I have two Cannondales, Jekyll 1000 and R1000. Really like both of them alot. Cannondale has a great resale value. I have friends with some of the other brands you mentioned and they seem to be great bikes, but when they try to trade up or just get out they take a beating on the price.


----------



## mtbykr (Feb 16, 2004)

*Cannondale*

First of all let me say that i own 2 cannondale's; a jekyll and a CAAD 6 custom frame. IMO go with your gut and get the cannondale, you def will not be dissapointed in any way. I happen to have the SI hallogram crankset as well and it is awesome, the stiffest and lightest i have found (and looks good too) a friend just bought (off this site) a CAAD 6 like mine to replace his 10 year old c-dale. after a couple weeks of riding, he could not be happier!

Just a warning though, once you buy a c-dale---it's all you will ever own. Good Luck


----------



## Bocephus Jones (Feb 3, 2004)

revdaddy said:


> Okay let me say first I am a newbie. I am in the process of buying my first ride. For some reason I am wanting a C'Dale. However my shop is pushing Raleigh and Trek saying they are better bikes all around for the money.
> 
> I live north of Atlanta so it is a little hilly and I want to start riding about 3-4 times a week and I want to stay around $1200. Is a C'Dale my best option.
> 
> Please say yes.


Dales are nice all-around bikes. Do they still spec all that Coda crap though?


----------



## divve (May 3, 2002)

I think these days they reserve the Coda crap only as an exclusive for Colnago.


----------



## 97 Teran (Feb 17, 2004)

Bocephus Jones said:


> Dales are nice all-around bikes. Do they still spec all that Coda crap though?

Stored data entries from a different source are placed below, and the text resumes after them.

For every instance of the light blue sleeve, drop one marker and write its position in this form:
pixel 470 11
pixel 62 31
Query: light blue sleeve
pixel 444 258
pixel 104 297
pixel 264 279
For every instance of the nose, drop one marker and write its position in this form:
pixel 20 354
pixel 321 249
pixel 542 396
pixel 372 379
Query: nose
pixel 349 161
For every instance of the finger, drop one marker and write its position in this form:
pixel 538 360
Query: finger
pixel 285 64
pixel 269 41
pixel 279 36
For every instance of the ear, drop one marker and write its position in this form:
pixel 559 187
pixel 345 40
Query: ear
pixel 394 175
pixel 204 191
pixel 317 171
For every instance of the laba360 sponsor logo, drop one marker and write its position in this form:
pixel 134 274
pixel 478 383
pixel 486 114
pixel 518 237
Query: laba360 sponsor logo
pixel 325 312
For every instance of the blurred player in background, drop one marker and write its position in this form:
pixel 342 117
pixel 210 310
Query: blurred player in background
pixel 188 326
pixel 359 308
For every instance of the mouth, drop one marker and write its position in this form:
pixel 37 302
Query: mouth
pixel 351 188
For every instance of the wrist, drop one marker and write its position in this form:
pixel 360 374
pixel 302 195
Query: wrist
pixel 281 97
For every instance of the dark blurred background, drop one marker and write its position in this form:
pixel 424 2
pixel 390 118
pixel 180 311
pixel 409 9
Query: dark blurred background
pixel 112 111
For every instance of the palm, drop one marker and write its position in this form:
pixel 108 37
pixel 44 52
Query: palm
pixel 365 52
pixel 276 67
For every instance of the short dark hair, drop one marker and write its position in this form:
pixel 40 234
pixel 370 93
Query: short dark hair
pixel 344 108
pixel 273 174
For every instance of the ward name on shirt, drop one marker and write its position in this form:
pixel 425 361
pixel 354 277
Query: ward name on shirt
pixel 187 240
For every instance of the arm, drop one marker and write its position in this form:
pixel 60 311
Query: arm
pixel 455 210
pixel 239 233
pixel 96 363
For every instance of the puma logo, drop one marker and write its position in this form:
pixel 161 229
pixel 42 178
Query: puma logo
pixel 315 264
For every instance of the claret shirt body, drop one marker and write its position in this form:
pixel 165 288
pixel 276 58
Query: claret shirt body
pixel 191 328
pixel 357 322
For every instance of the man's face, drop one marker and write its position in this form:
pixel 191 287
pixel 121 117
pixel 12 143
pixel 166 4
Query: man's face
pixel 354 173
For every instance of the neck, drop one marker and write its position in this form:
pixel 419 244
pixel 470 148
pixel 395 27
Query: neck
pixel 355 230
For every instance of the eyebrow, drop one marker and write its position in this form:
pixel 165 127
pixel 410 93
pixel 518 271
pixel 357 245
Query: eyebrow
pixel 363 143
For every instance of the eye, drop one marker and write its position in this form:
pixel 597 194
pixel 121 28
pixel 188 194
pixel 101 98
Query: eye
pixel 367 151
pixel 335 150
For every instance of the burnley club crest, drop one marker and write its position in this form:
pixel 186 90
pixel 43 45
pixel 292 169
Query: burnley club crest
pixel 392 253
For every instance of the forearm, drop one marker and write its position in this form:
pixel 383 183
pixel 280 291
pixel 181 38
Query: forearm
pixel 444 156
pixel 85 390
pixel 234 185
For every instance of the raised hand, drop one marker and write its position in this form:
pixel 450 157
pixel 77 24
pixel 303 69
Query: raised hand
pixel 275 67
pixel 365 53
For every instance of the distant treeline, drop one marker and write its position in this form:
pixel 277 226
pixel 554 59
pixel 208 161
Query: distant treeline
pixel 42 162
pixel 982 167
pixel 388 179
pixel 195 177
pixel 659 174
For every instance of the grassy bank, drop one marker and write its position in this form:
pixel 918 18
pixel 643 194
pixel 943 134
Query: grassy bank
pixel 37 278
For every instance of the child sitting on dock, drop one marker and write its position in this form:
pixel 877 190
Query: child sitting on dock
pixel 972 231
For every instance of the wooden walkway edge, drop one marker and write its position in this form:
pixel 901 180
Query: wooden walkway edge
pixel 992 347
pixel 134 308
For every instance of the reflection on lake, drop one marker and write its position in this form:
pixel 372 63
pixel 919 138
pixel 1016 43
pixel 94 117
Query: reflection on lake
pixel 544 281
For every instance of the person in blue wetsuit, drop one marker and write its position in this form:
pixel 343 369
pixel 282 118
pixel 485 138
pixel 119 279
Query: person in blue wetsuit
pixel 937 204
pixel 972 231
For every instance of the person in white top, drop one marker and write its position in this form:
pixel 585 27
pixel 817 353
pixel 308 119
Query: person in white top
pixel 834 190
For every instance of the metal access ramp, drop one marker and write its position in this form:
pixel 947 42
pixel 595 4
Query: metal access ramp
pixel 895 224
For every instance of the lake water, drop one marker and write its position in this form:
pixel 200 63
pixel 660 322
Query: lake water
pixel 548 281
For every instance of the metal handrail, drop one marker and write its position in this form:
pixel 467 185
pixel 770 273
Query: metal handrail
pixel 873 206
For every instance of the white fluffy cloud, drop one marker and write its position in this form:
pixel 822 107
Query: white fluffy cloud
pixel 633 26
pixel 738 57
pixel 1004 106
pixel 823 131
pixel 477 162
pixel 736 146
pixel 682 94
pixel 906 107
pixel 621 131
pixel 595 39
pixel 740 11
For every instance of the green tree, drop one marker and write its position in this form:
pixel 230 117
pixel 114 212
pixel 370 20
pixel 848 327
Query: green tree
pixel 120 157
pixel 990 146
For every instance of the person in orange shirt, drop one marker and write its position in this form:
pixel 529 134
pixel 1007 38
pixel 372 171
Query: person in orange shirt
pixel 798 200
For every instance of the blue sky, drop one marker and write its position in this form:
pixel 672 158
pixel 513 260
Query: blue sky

Nope, Coda has either gone out of business or cut down to producing just a couple product lines, I forget which. 'Dale now places mostly other people's crap on their bikes, except for some stuff under the 'dale moniker (mostly low end bars, brakes, headsets, hubs, etc.)

Re: the original question, IMHO the only reason NOT to go with Cannondale is if you prefer something besides Aluminum, but if you're ok with those ride qualities I don't believe there's a manuf. out there that does better with that material. As good maybe, but not better. And although they're a teensy bit pricier than a similarly spec'd Trek, Specialized, whatever... they're made in the US (although you may not be an American and therefore not care about the economic implications... me, I'd never consider buying a Giant, for example) and the lifetime frame guarantee is nothing to sneeze at.

I respect Cannondale because they're one of the few sizeable companies that are truly innovative- you may not like the Lefty, the Headshok, the Scalpel, etc. but you've got to admit that they had balls to develop the things they did, some of which were later copied and occasionally improved on... Some companies exhibit innovation in their initial business stage, and then are relatively static from then on, their ideas spent. Not Cannondale.


----------